Although our study benefits from the inclusion of a large cohort of patients, we recognize a number of important limitations. Because the primary purpose of claims data is for billing, we cannot exclude the possibility that venous thromboembolism prophylaxis was misclassified in some patients. Because the Perspective database has been validated in a number of studies that have examined drug and device use, the number of patients misclassified is likely small.11,15,16,30 Among patients who developed a venous thromboembolism, it is difficult to determine if prophylactic anticoagulation was administered before the event or if only therapeutic anticoagulation was given after the diagnosis of the thromboembolism. Given the large sample, the proportion of patients misclassified is likely to be small. Although we were able to estimate the number of patients who received venous thromboembolism prophylaxis, it is not possible to examine the quality of prophylaxis.
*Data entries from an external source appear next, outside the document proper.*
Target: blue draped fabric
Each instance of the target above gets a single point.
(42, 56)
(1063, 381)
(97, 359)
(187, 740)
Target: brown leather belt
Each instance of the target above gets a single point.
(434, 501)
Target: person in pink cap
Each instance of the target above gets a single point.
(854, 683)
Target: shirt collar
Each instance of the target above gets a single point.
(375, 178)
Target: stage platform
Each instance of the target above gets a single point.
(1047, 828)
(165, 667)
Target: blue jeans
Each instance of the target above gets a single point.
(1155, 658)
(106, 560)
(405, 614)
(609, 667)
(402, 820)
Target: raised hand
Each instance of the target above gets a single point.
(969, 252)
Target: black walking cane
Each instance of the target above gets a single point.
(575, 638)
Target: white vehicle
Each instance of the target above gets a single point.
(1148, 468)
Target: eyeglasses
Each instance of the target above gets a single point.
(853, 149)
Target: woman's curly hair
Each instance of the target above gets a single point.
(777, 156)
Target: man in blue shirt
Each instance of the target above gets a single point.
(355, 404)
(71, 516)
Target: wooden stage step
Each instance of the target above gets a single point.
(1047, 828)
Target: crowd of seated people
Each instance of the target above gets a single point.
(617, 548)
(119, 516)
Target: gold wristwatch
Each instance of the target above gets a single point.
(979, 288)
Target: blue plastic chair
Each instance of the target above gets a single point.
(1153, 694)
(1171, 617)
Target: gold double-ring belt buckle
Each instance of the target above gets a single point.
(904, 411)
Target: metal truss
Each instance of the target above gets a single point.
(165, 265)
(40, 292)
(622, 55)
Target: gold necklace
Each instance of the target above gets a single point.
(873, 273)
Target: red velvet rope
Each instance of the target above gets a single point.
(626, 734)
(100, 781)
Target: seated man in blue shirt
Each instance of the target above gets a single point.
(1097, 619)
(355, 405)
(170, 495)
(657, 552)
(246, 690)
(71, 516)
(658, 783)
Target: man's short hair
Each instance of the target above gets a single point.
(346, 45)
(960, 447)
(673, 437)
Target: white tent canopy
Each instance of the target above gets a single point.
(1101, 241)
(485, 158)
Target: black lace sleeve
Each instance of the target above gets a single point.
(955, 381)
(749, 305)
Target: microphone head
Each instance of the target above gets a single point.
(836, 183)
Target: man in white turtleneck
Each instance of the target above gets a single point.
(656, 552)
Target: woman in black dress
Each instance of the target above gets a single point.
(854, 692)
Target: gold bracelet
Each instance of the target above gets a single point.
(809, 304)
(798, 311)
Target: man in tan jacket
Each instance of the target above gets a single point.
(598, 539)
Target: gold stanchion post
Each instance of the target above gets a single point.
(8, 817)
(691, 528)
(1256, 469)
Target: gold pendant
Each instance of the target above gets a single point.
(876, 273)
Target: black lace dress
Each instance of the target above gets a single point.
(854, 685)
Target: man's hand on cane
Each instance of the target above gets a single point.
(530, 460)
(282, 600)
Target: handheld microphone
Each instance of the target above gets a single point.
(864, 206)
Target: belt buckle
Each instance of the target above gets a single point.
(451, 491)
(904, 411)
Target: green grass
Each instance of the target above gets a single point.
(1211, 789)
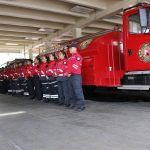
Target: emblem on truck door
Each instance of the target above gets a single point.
(144, 52)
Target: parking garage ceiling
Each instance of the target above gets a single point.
(26, 23)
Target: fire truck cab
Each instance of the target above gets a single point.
(118, 58)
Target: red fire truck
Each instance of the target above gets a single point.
(119, 59)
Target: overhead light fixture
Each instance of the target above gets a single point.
(39, 45)
(26, 38)
(42, 30)
(35, 38)
(82, 9)
(11, 44)
(46, 30)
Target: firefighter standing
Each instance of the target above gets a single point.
(61, 73)
(29, 76)
(74, 74)
(42, 74)
(36, 79)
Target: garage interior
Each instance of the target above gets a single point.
(30, 27)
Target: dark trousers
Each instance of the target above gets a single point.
(38, 87)
(30, 86)
(76, 92)
(63, 90)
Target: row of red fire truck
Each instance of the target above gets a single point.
(119, 59)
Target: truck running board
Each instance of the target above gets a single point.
(134, 87)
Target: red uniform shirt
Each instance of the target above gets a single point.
(51, 68)
(28, 71)
(74, 64)
(36, 69)
(61, 68)
(43, 69)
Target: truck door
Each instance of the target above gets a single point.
(136, 43)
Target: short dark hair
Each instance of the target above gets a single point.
(64, 53)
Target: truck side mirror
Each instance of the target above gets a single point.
(143, 18)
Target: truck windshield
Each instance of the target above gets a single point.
(135, 26)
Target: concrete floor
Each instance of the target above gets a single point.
(103, 126)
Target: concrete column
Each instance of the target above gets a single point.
(77, 33)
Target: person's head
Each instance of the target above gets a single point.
(62, 55)
(20, 64)
(52, 57)
(14, 65)
(25, 63)
(29, 61)
(37, 60)
(44, 59)
(73, 48)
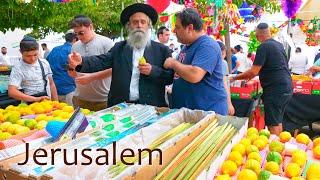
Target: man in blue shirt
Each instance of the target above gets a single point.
(198, 82)
(58, 59)
(272, 66)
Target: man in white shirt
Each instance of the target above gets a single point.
(32, 75)
(138, 75)
(242, 59)
(163, 35)
(298, 63)
(4, 58)
(91, 89)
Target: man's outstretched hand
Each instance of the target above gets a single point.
(75, 59)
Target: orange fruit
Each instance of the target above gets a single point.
(264, 138)
(316, 142)
(316, 152)
(245, 141)
(236, 157)
(285, 136)
(254, 165)
(252, 130)
(255, 156)
(299, 157)
(303, 139)
(297, 178)
(313, 171)
(247, 174)
(273, 167)
(253, 137)
(229, 167)
(223, 177)
(276, 146)
(260, 144)
(240, 148)
(251, 148)
(292, 170)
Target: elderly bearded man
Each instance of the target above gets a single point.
(132, 81)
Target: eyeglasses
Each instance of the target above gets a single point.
(81, 33)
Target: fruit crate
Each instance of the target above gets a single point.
(173, 147)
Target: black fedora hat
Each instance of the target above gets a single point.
(139, 7)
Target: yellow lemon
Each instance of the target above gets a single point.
(303, 139)
(313, 171)
(240, 148)
(252, 130)
(68, 109)
(284, 136)
(41, 117)
(229, 167)
(245, 141)
(223, 177)
(273, 167)
(254, 165)
(247, 174)
(56, 113)
(251, 148)
(260, 144)
(299, 157)
(255, 156)
(316, 142)
(236, 157)
(292, 170)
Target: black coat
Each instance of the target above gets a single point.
(119, 58)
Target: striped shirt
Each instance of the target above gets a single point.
(29, 77)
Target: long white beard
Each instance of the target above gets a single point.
(138, 38)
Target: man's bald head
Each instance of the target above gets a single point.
(263, 32)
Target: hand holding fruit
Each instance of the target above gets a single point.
(144, 67)
(169, 63)
(75, 59)
(84, 79)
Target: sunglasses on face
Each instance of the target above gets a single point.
(81, 33)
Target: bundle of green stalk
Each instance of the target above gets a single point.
(200, 153)
(120, 167)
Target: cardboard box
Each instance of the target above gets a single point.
(177, 145)
(245, 90)
(302, 87)
(316, 87)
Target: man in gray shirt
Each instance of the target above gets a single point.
(92, 89)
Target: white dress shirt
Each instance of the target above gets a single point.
(134, 83)
(298, 63)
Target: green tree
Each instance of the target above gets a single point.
(44, 17)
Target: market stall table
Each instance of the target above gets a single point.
(302, 110)
(245, 107)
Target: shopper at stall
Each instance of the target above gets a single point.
(58, 59)
(163, 35)
(32, 75)
(4, 58)
(272, 67)
(244, 62)
(315, 69)
(91, 89)
(46, 50)
(298, 63)
(225, 72)
(199, 81)
(134, 79)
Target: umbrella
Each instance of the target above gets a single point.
(310, 10)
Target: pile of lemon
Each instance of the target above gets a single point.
(246, 156)
(13, 121)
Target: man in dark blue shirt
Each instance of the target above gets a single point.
(198, 82)
(272, 66)
(58, 59)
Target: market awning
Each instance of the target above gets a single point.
(309, 10)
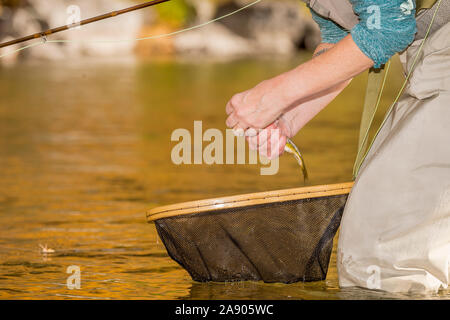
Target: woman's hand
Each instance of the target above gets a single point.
(256, 108)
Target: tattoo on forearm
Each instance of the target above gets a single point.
(318, 53)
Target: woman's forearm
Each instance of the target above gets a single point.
(321, 75)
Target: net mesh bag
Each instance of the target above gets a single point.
(279, 236)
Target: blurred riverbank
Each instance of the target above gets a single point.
(270, 27)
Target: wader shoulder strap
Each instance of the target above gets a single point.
(374, 91)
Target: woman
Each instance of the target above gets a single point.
(395, 232)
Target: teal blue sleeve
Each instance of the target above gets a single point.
(385, 27)
(331, 32)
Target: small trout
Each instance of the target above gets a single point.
(292, 148)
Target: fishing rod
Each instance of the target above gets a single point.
(44, 34)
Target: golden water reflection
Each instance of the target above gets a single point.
(85, 150)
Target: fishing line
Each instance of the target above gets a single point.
(44, 40)
(391, 108)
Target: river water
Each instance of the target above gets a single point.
(85, 151)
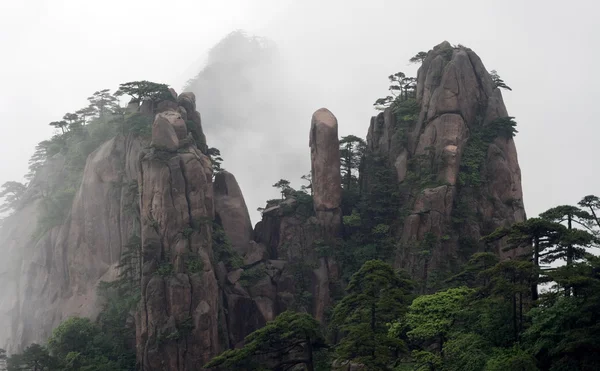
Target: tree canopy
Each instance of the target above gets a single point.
(289, 340)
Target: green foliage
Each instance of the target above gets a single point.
(466, 352)
(215, 159)
(352, 150)
(418, 58)
(376, 295)
(194, 265)
(252, 275)
(290, 339)
(284, 187)
(511, 359)
(80, 344)
(475, 152)
(222, 248)
(138, 124)
(431, 317)
(141, 90)
(165, 269)
(12, 192)
(401, 88)
(426, 361)
(497, 81)
(35, 358)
First, it is well known the compliance with mechanical prophylaxis among patients is poor.35 Second, although we reported the use of pharmacologic prophylaxis, this certainly does not ensure that the proper dose of the drug was administered throughout the hospitalization. In our analysis, we did not attempt to separate patients with contraindications to pharmacologic prophylaxis given that they would have been candidates for mechanical prophylaxis. Given the large number of patients, hospitals, and procedures in our analysis, it was difficult to correct for all possible clustering. It should be recognized that some studies in gynecologic surgery have reported that pharmacologic prophylaxis is associated with an increased risk of bleeding.7 Our study included a large sample size and it must be recognized that although some findings may have been statistically significant, they may not be clinically meaningful. Finally, although our data represent a sample from over 500 hospitals, our findings may not be generalizable to all hospitals and providers.
Our findings are concerning in that 40% of patients failed to receive prophylaxis. Although the use of prophylaxis increased, even in 2010, nearly one-third of women did not receive prophylaxis. The importance of venous thromboembolism prophylaxis has now gained increased recognition by both patients and payers. The Centers for Medicare and Medicaid Services now recognize DVT and pulmonary embolus after orthopedic procedures as a hospital-acquired condition and as such, its occurrence results in decreased reimbursement. To increase physician, hospital, and patient awareness, venous thromboembolism is now often used as a surrogate for quality. Venous thromboembolism rates are frequently publicly reported and prophylaxis is a common initiative used in pay-for-performance programs.36,37 There has also been a strong emphasis on more formalized venous thromboembolism prophylaxis protocols. The latest iteration of the American College of Chest Physicians thromboprophylaxis guidelines specifically calls for institution-wide thromboprophylaxis policies as well as strategies to increase adherence such as computerized decision systems, preprinted orders, and audits and feedback.1 Given the morbidity associated with venous thromboembolism as well as the fact events are highly preventable, our findings highlight the urgent need for further interventions to improve prophylaxis in women undergoing gynecologic surgery.